The 3D reconstruciton of two SFE images that captured along the axis of a threaded hole. (a) The disparity map of basic block matching. (b) The disparity map of block matching with imaging pyramid, sub-pixel correction and dynamic programming. (c) The 3D dense reconstruction of internal threads. (d) the zoom-in view of the 3D reconstruction showing four clear threads.

All the codes are MATLAB implemented, and running on a workstation Dell Precision M4700 with 2.7 GHz Intel i7-3740QM CPUs, 20.0 GB memory. It took 250 sec to generate the dense 3D model.

To quantify the reconstruction result, Iterative Closest Point (ICP) [25] was employed to align and compare the reconstructed dense point cloud to the X-ray point cloud (ground truth model) of the same thread block. The obtained ICP error value was 0.4333mm, which was relatively large. This error may come from the inaccurate experiment setup and SFE calibration, distortion of SFE images and also the round error of disparity computation.

To test the feasibility of our algorithm for more general application with different imaging devices, we duplicated the same experiment on the same test piece, but using a commercial rigid scope instead of our custom designed and flexible SFE. A Stryker^™ forward-view borescope (model # 502-503-010) with 5 mm OD was used to collect axial images (1280 × 1024 pixels) in this additional experiment. The 3D reconstruction process was repeated and also the same data analysis. The obtained ICP error was 0.4632mm, which was almost the same (6.90% higher) as the result using the SFE. Although the images that were captured by the commercial scope were at higher resolution and less image distortion comparing with SFE images, the noise was much larger in the images, which decreased the accuracy since the reconstruction algorithm was based on pixel values.

V. Conclusion and discussion

The 3D reconstruction result of this proof-of-concept study shows very clear threads with texture information since it is image-based measurement. This is a unique advantage comparing with X-ray 3D metrology, which only generates geometry information. And also the obtained point cloud can provide more quantitative quality control and monitoring of tool wear comparing with current common method of Go/No-Go contact gauges, which causes heavier workload, lower efficiency and higher levels of uncertainty depending on the operator’s skill [11]. Moreover, this proposed approach can be also utilized for the 3D metrology of the internal surfaces of curved tubes by accurately moving the tiny, flexible SFE along the centerline of the pipe.

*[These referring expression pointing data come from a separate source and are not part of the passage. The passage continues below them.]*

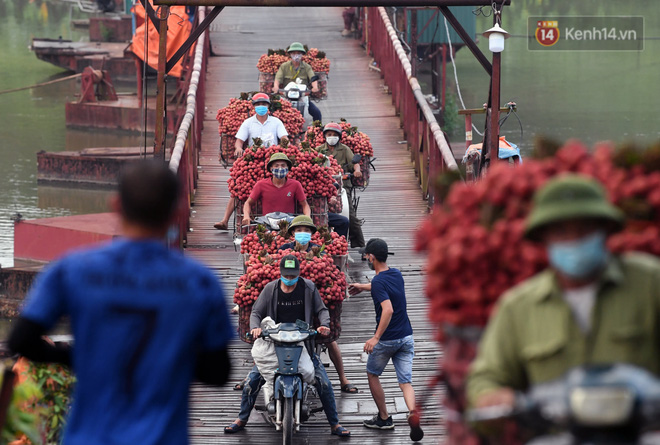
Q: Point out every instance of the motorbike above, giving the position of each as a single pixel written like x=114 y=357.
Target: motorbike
x=291 y=405
x=594 y=405
x=298 y=95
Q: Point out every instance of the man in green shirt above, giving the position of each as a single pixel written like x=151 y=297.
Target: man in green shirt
x=344 y=156
x=295 y=70
x=588 y=307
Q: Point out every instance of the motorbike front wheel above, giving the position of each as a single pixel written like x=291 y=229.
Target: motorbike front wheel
x=287 y=421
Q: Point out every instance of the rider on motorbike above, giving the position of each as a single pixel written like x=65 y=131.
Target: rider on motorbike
x=262 y=125
x=344 y=155
x=279 y=193
x=302 y=227
x=297 y=69
x=286 y=300
x=589 y=307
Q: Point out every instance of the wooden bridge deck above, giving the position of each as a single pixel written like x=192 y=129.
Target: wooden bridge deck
x=392 y=206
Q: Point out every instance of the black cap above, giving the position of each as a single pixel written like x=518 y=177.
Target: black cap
x=289 y=266
x=378 y=248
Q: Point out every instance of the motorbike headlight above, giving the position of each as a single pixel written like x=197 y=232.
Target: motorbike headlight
x=601 y=406
x=289 y=336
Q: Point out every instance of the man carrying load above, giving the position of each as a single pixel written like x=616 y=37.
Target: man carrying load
x=297 y=69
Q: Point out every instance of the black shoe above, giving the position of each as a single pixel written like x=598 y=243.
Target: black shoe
x=416 y=433
x=377 y=423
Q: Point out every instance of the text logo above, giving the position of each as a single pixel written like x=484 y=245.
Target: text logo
x=586 y=33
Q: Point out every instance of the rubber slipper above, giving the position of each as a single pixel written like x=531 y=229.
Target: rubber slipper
x=234 y=428
x=341 y=432
x=350 y=389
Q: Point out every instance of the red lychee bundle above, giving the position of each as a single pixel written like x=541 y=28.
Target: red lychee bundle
x=239 y=109
x=262 y=241
x=309 y=167
x=317 y=60
x=357 y=141
x=330 y=282
x=475 y=244
x=270 y=62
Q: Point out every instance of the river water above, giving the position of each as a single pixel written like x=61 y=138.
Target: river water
x=33 y=120
x=588 y=95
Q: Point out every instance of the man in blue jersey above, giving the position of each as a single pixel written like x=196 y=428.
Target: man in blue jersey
x=145 y=320
x=393 y=338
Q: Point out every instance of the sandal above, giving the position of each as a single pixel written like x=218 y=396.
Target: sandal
x=341 y=432
x=221 y=226
x=234 y=428
x=349 y=388
x=239 y=386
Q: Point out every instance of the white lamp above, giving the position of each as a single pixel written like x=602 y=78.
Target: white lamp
x=496 y=36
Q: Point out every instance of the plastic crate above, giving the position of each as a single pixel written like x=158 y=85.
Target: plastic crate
x=319 y=208
x=335 y=204
x=238 y=214
x=365 y=168
x=335 y=324
x=323 y=87
x=227 y=148
x=459 y=346
x=266 y=82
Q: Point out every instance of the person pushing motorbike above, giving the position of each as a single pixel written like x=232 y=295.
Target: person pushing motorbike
x=589 y=307
x=286 y=300
x=297 y=69
x=344 y=156
x=263 y=126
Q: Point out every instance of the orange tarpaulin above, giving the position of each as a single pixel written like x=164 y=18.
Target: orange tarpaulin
x=178 y=30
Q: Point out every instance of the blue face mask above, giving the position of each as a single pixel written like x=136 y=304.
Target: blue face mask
x=580 y=258
x=303 y=237
x=280 y=173
x=261 y=110
x=289 y=282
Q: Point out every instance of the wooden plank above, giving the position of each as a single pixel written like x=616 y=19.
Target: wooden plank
x=392 y=207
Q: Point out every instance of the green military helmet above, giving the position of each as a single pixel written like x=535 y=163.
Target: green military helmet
x=278 y=157
x=301 y=220
x=570 y=197
x=296 y=46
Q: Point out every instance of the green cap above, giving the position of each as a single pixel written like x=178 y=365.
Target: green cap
x=302 y=221
x=278 y=157
x=296 y=46
x=570 y=197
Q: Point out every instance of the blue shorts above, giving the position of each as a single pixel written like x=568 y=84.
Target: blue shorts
x=401 y=351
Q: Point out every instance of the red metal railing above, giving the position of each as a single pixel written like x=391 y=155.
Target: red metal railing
x=187 y=145
x=429 y=150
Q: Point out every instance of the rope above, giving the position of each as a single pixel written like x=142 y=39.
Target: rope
x=191 y=99
x=453 y=64
x=50 y=82
x=145 y=96
x=434 y=128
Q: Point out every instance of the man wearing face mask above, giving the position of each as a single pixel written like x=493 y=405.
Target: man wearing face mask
x=263 y=126
x=392 y=339
x=589 y=306
x=286 y=300
x=279 y=193
x=302 y=227
x=344 y=156
x=297 y=69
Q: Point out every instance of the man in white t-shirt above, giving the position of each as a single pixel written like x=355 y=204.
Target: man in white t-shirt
x=263 y=126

The ICP distance between the reconstructed 3D point cloud and the X-ray is large. One reason is the inaccurate experiment setup, which can be solved by utilizing three linear motion stages and two tilt adjustment stages [11]. Another reason is image distortion, it can be dramatically reduced by non-parametric distortion correction algorithm [26]. The 3D optical metrology result also contains a very noisy rim (Fig. 4c). The reason is that the outer scans of original SFE image were dark, which introduced much noise. Moreover, only the front flank of threads were captured and reconstructed in this study. A small round mirror could be held in front of the SFE distal end to image the backside of threads in the future study.

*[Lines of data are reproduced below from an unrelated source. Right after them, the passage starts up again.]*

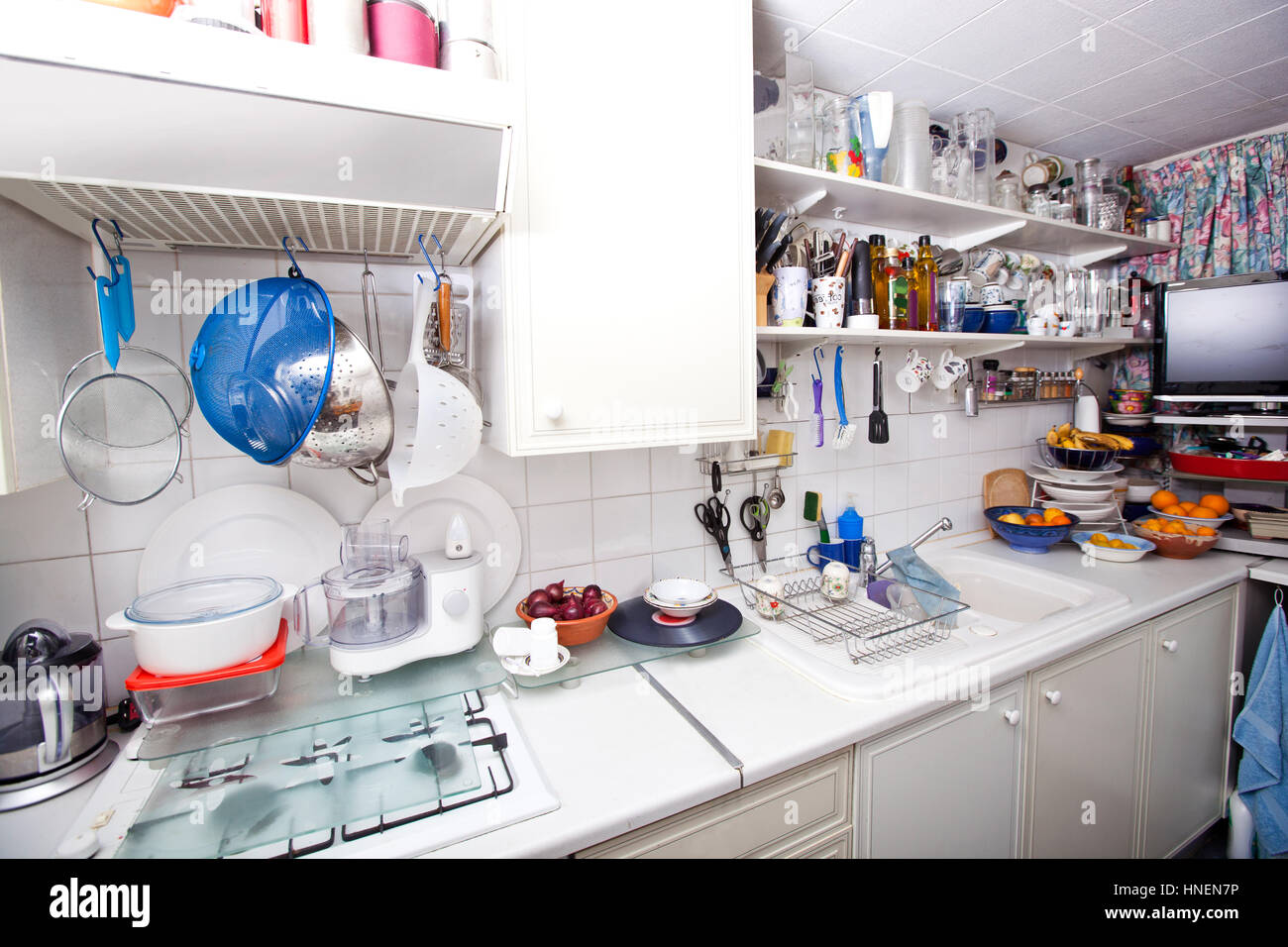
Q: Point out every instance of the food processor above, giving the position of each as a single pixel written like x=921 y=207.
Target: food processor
x=387 y=608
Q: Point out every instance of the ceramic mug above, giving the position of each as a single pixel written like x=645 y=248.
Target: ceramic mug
x=769 y=592
x=791 y=287
x=836 y=581
x=914 y=372
x=951 y=368
x=984 y=270
x=828 y=294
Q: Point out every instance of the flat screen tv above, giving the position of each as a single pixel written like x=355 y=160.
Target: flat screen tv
x=1224 y=339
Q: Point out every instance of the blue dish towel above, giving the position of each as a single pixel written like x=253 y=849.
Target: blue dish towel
x=912 y=570
x=1261 y=729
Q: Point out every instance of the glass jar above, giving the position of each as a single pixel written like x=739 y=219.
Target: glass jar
x=1006 y=192
x=1038 y=201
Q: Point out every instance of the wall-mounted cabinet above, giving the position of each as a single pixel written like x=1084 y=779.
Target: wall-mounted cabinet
x=197 y=137
x=626 y=315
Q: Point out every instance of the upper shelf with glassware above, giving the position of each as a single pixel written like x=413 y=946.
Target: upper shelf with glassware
x=961 y=224
x=191 y=136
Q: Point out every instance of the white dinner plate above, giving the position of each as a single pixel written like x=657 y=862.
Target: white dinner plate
x=250 y=530
x=493 y=527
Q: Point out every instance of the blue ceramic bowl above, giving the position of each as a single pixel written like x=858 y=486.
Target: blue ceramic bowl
x=1028 y=539
x=1001 y=318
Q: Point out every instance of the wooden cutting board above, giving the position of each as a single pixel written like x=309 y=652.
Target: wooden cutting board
x=1006 y=487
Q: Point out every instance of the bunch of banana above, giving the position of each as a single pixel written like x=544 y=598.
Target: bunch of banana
x=1068 y=436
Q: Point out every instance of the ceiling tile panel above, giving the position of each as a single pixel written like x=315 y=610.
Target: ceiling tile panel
x=841 y=64
x=1102 y=54
x=1175 y=24
x=1006 y=37
x=1142 y=86
x=906 y=27
x=1245 y=47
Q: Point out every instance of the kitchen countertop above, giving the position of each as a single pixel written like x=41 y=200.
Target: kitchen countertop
x=617 y=757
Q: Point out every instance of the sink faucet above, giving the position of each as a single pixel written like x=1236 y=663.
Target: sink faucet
x=941 y=526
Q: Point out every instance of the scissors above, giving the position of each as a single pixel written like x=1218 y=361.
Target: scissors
x=755 y=517
x=713 y=517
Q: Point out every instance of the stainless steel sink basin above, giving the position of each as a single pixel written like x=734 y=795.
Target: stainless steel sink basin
x=1012 y=605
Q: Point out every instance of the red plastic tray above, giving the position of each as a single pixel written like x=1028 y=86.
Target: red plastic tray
x=270 y=659
x=1234 y=470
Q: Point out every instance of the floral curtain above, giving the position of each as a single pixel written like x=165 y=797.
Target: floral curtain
x=1228 y=206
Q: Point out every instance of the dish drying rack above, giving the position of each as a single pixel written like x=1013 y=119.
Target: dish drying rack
x=871 y=633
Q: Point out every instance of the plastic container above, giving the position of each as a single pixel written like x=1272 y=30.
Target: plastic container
x=402 y=30
x=167 y=698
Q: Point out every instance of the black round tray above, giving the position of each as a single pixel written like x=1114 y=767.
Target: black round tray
x=634 y=621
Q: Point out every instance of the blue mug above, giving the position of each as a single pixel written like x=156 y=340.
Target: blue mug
x=819 y=554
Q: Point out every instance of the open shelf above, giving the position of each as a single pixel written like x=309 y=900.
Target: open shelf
x=189 y=136
x=965 y=344
x=960 y=224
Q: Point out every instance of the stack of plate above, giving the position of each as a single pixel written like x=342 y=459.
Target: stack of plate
x=1090 y=495
x=679 y=596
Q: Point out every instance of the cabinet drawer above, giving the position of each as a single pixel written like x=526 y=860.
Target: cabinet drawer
x=780 y=817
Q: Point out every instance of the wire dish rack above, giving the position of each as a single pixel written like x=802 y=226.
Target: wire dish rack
x=870 y=631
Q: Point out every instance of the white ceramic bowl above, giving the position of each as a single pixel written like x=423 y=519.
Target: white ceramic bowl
x=679 y=591
x=1106 y=554
x=681 y=611
x=194 y=643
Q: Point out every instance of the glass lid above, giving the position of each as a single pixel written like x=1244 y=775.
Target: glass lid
x=204 y=599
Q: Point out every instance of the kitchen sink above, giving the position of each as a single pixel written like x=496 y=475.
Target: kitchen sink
x=1012 y=605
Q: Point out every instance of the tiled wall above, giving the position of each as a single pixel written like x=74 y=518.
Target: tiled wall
x=617 y=518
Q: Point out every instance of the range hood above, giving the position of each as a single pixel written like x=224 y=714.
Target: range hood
x=189 y=136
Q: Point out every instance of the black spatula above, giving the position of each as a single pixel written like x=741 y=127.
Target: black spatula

By utilizing the axial-stereo vision algorithm, the SFE motion along the axis of a tiny internal threaded hole (7 mm as minor diameter) can generate a high-resolution 3D model in this proof-of-concept study, which demonstrated the feasibility of our proposed axial-stereo metrology method. Future work is to improve the accuracy of this algorithm by taking advantage of multiple axial images that are captured in the threaded hole. The accuracy also can be analyzed by other methods, such as Gauss-Newton method [27]. Instead of using two images, each 3D point would have several projections in the multiple axial images, from which the estimation of the 3D points is more robust and accurate. Moreover, considering the inaccuracy of linear motion of the camera in practical applications, a bound constrained optimization algorithm can be implemented by utilizing the motion error as a priori knowledge [28].